Fig. 6. In vivo efficacy of Alisertib in combination with birinapant.

A Representative images of organoids derived from MCF7-WT, MCF7-RBdel, T47D-WT, and RB-del cells that were treated with birinapant in combination with alisertib and CHIR124 at indicated concentrations for 6 days. B The viability of the organoids were determined by CTG assay. Graphs represent mean and SD from triplicates (*p < 0.05, **p < 0.01, ***p < 0.001 as determined student t-test). C Mice bearing MCF7-WT and RB-del xenografts were randomized for treatment with vehicle, Alisertib (10 mg/kg), birinapant (15 mg/kg) and the combination (Birina/Alis) for 3 weeks and the tumor growth was monitored regularly. Data show mean SEM (***p < 0.001 as determined two-way ANOVA). Box plots represent the tumor weights. Mean and SD are shown (*p < 0.05 as determined by 2-way ANOVA). D Western blot analysis on CIAP1 and cleaved PARP from the MCF7-WT and RB-del tumors at the end of treatment.

Fig. 7. Scheme illustrating the function of RB loss.
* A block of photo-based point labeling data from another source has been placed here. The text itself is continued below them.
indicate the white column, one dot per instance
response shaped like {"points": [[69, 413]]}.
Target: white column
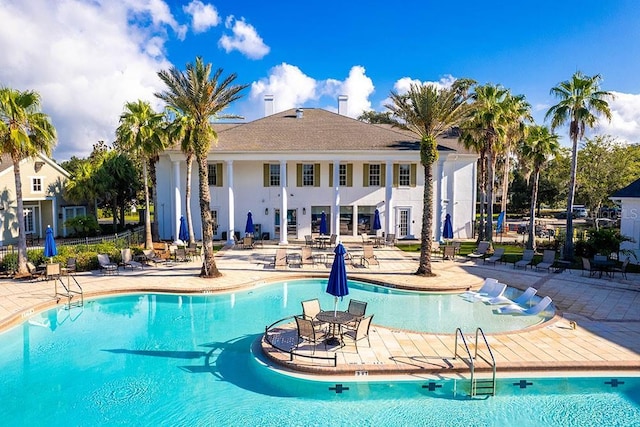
{"points": [[390, 224], [178, 199], [284, 206], [231, 225], [335, 209]]}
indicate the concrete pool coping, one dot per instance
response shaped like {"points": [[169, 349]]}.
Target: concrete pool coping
{"points": [[606, 311]]}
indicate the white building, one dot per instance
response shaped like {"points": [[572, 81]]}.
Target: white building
{"points": [[289, 167]]}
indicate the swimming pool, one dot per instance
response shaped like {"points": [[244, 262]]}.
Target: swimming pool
{"points": [[187, 360]]}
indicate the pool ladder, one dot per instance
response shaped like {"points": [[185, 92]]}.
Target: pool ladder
{"points": [[479, 387]]}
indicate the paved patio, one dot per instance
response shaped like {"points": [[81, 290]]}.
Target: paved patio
{"points": [[606, 312]]}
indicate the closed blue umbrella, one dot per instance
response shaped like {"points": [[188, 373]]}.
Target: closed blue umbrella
{"points": [[376, 221], [447, 230], [323, 223], [50, 249], [183, 234], [249, 229], [337, 285]]}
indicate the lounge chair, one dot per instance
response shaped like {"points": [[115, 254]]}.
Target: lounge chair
{"points": [[359, 333], [531, 311], [495, 257], [106, 266], [127, 259], [369, 257], [523, 300], [527, 259], [280, 258], [310, 333], [481, 250], [548, 259]]}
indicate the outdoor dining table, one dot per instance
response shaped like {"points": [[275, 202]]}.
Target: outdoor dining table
{"points": [[336, 319]]}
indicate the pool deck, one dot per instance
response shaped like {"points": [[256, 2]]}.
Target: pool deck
{"points": [[597, 326]]}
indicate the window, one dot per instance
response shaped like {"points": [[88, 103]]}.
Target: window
{"points": [[307, 175], [404, 175], [274, 175], [343, 176], [36, 185], [374, 175], [215, 174]]}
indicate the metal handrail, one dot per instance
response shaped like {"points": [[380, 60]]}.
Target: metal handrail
{"points": [[471, 359], [292, 352]]}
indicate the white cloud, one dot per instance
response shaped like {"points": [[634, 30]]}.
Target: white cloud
{"points": [[86, 59], [625, 120], [245, 39], [203, 16]]}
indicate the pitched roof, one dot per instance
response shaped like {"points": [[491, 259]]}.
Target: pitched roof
{"points": [[317, 130], [631, 190]]}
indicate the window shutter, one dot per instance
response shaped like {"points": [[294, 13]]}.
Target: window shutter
{"points": [[330, 174], [414, 173], [365, 175], [266, 171], [219, 175], [396, 175]]}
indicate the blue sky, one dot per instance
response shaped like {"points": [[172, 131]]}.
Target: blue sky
{"points": [[88, 57]]}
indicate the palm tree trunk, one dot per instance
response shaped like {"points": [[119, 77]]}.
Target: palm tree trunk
{"points": [[187, 196], [22, 237], [568, 242], [209, 268], [531, 244], [427, 149], [148, 241]]}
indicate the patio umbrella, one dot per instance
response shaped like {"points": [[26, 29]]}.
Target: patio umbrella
{"points": [[50, 249], [323, 223], [183, 234], [447, 230], [376, 221], [337, 285], [249, 229]]}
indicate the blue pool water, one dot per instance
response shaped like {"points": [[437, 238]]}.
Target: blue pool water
{"points": [[192, 360]]}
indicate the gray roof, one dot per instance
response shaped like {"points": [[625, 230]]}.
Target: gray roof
{"points": [[631, 190], [317, 130]]}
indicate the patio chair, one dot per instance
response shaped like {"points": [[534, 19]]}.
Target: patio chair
{"points": [[368, 257], [127, 259], [531, 311], [527, 259], [359, 333], [495, 257], [586, 266], [481, 250], [310, 333], [523, 300], [548, 259], [106, 266]]}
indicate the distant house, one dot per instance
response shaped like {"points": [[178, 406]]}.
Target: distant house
{"points": [[289, 167], [629, 200], [42, 184]]}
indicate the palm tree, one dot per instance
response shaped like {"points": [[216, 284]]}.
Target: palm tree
{"points": [[201, 96], [536, 150], [24, 132], [141, 130], [429, 111], [487, 125], [581, 102]]}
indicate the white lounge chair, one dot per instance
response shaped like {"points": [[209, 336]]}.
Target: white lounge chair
{"points": [[518, 309], [522, 300]]}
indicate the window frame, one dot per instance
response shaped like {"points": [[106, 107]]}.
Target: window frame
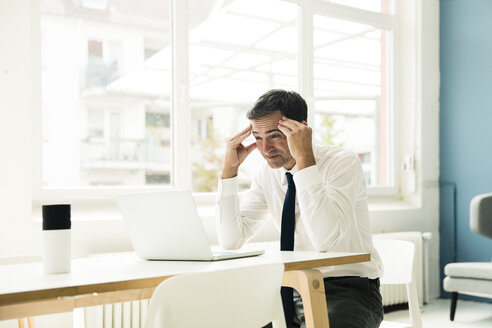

Endocrine therapy, CDK4/6, and PI3K/mTOR inhibitors impact cyclin D1/CDK4/6 function thereby activating RB to induce cell cycle arrest. Loss of RB results in sustained E2F activity even in the presence of cytostatic drugs that transactivates cyclin E to drive cell cycle via CDK2 activity. Alisertib in combination with MK1775 induces apoptosis selectively in RB-deficient setting. Birinapant, an inhibitor of IAP, which is an anti-apoptotic protein results in enhanced apoptotic mediated cell death in RB -deficient ER + breast cancer models. Overall, RB loss leads to therapeutic resistance to the standard cytostatic treatment options and becomes more vulnerable to pharmacological agents that induce apoptosis.